About a 10-minute walk along the pedestrian mall, Bailian ZX, the first commercial complex in China to promote the culture of anime, comics, games and novels, injected vitality into 150-year-old Nanjing Road with the opening of the Bailian ZX Creative Center.
The seven-floor mall creates a place of pilgrimage for fans of the culture, featuring some high-profile world brands, including the first overseas store of Tamashii Nations and the first Chinese store of Mega House.
According to a report by China Insights Consultancy, the domestic market for such culture reached 63.2 billion yuan (US$9.3 billion) in 2021, with a fan base of nearly 460 million people.
The shops at Bailian ZX cover all styles of the genre and include themed cafes.
Maosou House, a brand that opened in the city six years ago, has merged its outlets in the Hong Kong Shopping Center and Bailian ZX into one store on Nanjing Road.
"Although the days we spent with our customers at the Hong Kong Shopping Center are unforgettable, we feel this is a good chance to popularize the culture and expand its reach," said shop assistant Du Cao.
On the third floor, a customer surnamed Zhang was buying accessories for her ball-jointed doll.
"At first, I came here with a friend who wanted to buy some products," she said. "Then I found this store and fell in love with these dolls. Since it's easy to get here by Metro, I come very often."
Maid Jump Goods Cafe is one of the eateries in the Bailian ZX complex.
"We've been open for eight years and used to cooperate with many Japanese and domestic shops specializing in anime, comics and games, such as Sailor Moon, Arknights and FGO," said Dong Lingzi, who works in the cafe. "Now we design special cuisine based on popular elements."
Nanjing Road E., which holds many fond memories for the older generation, has become popular with young customers, especially the "Gen Z" born after the mid-1990s.
That generation now accounts for an estimated 44 percent of the about 200 million annual visitors to the pedestrian street. People born between the 1980s and mid-1990s account for another 25 percent of total visitors.
Nanjing Road used to be dominated by time-honored old brands, but the pedestrian streets today is home to many more modern brands.

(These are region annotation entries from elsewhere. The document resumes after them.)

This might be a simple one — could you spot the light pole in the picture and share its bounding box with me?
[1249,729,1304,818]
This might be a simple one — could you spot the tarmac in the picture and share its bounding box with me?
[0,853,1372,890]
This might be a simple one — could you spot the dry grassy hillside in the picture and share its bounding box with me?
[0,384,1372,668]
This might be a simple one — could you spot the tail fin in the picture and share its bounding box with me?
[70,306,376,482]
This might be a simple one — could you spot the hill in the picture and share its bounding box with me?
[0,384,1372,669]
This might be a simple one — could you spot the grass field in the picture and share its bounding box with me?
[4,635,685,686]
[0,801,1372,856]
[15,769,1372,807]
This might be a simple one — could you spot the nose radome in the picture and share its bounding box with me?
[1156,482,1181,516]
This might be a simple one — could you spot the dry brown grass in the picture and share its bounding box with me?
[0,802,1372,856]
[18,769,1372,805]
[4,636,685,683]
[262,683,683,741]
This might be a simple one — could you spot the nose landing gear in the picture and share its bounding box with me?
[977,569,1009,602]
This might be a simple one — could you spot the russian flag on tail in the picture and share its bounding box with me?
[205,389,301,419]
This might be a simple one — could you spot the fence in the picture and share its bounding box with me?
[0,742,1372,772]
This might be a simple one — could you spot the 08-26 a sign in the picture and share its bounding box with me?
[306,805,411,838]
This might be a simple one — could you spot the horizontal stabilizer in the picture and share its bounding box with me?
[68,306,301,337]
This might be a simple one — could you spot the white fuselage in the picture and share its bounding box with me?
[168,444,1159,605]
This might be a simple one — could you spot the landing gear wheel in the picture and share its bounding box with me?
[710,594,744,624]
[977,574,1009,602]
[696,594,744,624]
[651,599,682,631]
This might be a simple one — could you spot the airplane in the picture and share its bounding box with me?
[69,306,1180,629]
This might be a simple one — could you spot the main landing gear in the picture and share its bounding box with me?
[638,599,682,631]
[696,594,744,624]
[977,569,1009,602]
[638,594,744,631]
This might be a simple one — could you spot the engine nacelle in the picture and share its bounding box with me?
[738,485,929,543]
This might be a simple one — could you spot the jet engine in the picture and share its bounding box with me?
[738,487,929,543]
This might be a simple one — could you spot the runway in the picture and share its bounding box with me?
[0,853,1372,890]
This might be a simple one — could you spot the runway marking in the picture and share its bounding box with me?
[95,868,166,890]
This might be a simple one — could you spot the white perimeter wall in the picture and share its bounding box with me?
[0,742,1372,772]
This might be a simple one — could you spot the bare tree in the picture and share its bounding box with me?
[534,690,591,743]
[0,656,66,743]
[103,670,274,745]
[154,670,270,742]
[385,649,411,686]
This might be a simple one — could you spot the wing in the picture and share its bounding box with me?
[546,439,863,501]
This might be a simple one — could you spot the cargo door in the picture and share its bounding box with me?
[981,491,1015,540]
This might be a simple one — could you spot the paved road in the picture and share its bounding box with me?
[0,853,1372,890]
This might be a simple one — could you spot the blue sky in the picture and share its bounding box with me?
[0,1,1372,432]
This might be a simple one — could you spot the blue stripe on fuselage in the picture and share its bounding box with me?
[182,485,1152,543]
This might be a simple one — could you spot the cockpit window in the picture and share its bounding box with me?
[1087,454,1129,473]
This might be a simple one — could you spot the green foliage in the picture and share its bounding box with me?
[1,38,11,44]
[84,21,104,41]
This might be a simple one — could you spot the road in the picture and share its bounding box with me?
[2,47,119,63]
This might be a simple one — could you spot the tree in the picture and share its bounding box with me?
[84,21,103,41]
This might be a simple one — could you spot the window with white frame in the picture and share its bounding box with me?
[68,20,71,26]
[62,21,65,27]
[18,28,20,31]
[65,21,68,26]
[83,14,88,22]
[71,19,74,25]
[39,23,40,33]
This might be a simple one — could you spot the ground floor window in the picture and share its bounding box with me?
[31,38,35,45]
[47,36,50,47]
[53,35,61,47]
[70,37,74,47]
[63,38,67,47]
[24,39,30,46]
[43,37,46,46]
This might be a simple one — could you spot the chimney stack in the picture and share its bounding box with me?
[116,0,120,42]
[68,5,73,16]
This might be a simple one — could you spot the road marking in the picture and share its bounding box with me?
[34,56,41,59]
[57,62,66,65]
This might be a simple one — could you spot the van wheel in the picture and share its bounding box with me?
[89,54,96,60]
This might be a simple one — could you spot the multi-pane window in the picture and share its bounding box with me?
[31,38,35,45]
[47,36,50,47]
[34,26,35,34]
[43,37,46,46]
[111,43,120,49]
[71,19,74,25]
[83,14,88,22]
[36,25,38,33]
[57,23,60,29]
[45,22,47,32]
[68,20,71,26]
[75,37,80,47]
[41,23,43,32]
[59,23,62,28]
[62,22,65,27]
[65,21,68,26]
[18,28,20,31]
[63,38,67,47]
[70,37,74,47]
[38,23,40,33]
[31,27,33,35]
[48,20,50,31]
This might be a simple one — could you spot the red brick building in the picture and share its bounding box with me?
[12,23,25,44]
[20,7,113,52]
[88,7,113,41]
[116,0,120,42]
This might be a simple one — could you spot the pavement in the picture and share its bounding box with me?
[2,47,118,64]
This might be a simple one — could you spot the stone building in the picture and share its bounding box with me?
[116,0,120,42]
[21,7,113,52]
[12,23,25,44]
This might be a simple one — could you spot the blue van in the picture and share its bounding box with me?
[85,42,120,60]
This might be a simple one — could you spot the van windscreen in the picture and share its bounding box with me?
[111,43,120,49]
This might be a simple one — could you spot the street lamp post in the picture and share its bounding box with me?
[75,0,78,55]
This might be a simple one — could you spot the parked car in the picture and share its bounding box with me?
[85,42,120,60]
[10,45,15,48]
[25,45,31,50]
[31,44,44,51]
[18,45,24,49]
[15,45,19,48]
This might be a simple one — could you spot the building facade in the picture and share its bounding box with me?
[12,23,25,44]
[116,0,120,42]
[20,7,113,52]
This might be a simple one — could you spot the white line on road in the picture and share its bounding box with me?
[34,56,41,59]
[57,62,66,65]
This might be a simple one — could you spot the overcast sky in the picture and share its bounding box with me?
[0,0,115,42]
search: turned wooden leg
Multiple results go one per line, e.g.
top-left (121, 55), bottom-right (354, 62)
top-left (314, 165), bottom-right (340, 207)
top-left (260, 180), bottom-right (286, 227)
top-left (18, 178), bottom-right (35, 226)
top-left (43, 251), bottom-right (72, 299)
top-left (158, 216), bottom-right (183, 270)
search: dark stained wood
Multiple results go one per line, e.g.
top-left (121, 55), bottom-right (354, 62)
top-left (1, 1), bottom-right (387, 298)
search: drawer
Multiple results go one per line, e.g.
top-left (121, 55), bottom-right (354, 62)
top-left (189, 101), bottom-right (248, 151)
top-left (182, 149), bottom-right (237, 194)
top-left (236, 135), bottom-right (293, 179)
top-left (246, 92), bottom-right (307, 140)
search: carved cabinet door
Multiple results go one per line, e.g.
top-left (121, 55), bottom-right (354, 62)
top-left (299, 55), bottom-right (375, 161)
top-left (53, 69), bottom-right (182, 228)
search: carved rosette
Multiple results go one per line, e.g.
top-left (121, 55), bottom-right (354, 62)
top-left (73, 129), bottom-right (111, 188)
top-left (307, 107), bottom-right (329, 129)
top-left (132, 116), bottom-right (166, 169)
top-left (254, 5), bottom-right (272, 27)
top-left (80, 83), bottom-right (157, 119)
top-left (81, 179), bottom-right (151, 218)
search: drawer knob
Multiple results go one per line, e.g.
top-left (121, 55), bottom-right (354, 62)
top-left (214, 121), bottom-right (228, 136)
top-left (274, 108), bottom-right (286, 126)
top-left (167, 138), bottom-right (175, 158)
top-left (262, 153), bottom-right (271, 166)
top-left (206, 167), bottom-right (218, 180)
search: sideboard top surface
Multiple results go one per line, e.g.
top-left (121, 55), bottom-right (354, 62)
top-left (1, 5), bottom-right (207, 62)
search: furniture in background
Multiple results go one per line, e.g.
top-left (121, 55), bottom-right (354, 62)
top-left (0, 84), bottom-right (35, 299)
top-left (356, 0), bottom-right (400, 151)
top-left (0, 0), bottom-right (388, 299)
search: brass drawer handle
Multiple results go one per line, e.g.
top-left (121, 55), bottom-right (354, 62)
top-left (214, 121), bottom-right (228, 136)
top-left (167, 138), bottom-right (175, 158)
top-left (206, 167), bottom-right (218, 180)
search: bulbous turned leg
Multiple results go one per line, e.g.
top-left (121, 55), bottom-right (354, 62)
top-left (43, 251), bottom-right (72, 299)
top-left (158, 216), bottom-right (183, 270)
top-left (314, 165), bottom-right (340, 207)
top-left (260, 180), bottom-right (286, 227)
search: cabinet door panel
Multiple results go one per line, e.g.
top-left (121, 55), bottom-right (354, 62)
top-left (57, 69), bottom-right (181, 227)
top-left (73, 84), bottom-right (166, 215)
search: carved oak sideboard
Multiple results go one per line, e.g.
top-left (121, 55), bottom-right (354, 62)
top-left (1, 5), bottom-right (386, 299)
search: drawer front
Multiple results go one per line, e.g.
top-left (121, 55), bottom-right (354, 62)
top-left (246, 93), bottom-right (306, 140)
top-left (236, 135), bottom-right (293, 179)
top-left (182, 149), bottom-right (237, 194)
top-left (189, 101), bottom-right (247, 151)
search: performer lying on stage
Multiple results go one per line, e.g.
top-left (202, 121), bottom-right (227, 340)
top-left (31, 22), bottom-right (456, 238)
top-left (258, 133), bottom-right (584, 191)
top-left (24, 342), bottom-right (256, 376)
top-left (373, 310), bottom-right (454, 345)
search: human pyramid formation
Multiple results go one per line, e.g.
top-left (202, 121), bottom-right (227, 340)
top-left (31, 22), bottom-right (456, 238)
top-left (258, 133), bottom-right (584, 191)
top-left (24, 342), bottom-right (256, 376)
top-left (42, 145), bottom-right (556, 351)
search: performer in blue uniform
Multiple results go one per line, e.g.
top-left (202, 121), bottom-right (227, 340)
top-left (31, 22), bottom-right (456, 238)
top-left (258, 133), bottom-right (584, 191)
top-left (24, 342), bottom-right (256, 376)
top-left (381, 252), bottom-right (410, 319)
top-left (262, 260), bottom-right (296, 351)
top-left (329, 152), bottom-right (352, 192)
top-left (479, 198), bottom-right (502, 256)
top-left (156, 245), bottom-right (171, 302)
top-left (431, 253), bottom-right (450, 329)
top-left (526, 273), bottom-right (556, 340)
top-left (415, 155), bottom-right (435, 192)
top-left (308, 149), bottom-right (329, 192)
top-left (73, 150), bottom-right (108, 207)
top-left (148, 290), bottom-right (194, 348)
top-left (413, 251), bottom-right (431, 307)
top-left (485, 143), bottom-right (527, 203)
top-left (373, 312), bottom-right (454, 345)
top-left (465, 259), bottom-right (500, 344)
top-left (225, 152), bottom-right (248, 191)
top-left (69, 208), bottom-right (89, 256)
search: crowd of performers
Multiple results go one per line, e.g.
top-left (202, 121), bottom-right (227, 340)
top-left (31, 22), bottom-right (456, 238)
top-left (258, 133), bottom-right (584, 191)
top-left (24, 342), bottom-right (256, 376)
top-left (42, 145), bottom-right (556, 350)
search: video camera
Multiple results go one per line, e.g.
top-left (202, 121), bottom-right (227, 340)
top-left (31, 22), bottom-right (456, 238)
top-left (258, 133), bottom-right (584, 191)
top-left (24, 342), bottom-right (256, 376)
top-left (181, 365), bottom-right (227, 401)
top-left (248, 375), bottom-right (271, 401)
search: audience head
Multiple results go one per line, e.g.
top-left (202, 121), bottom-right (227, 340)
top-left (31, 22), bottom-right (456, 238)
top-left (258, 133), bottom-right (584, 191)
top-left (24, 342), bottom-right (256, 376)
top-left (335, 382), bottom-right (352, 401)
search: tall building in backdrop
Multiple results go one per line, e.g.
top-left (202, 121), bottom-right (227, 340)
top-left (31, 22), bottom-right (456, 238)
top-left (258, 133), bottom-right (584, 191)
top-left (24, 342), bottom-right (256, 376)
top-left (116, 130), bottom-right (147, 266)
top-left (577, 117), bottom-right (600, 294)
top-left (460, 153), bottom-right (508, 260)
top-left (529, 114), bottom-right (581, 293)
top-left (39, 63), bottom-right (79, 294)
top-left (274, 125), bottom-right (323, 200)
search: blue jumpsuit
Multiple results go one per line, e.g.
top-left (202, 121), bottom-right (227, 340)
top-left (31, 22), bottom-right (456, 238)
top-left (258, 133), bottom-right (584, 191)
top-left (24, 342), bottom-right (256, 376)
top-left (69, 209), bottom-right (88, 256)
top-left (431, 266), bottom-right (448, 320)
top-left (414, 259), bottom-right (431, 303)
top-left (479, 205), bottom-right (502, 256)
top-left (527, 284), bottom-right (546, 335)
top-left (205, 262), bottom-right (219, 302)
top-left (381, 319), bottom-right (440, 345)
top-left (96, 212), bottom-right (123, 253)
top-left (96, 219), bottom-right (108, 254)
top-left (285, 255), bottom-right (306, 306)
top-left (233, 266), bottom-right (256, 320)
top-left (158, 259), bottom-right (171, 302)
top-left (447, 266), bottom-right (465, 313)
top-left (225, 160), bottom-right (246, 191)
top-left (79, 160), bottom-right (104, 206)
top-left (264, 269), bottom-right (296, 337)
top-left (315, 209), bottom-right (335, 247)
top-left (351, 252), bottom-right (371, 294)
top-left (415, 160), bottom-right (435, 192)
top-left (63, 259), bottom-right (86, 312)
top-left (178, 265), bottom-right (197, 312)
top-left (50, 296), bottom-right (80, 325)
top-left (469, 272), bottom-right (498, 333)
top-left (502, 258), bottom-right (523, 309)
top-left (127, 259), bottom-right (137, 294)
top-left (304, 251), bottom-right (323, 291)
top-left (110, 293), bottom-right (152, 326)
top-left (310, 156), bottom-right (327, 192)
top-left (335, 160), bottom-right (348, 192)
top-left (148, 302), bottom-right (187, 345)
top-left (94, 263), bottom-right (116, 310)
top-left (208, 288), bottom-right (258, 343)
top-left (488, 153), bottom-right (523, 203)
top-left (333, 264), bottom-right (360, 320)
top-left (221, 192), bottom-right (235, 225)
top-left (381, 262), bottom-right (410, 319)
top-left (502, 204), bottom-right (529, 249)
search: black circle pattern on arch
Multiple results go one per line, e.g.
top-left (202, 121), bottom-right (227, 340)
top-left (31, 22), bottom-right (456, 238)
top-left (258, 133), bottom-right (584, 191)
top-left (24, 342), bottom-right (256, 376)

Blind-box retailer Pop Mart and Lego have opened flagship stores on the street.
Traditional brands like Maochang glasses, HengdeliClock & Watch, Guanlong Photographic Equipment and Zhen Laodafang mooncake bakery have undergone renovation to keep up with the times.
Nanjing Road, constructed in 1851, was formerly known as Park Lane. It originally stretched from the Bund to a race track on what is today Henan Road. It was extended to Zhejiang Road in 1854, and later stretched to Xizang Road in 1862.
Nanjing Road E. was converted to a pedestrian street in 1999, enhancing its appeal to locals and tourists. The pedestrian street was further extended to the Bund in 2020.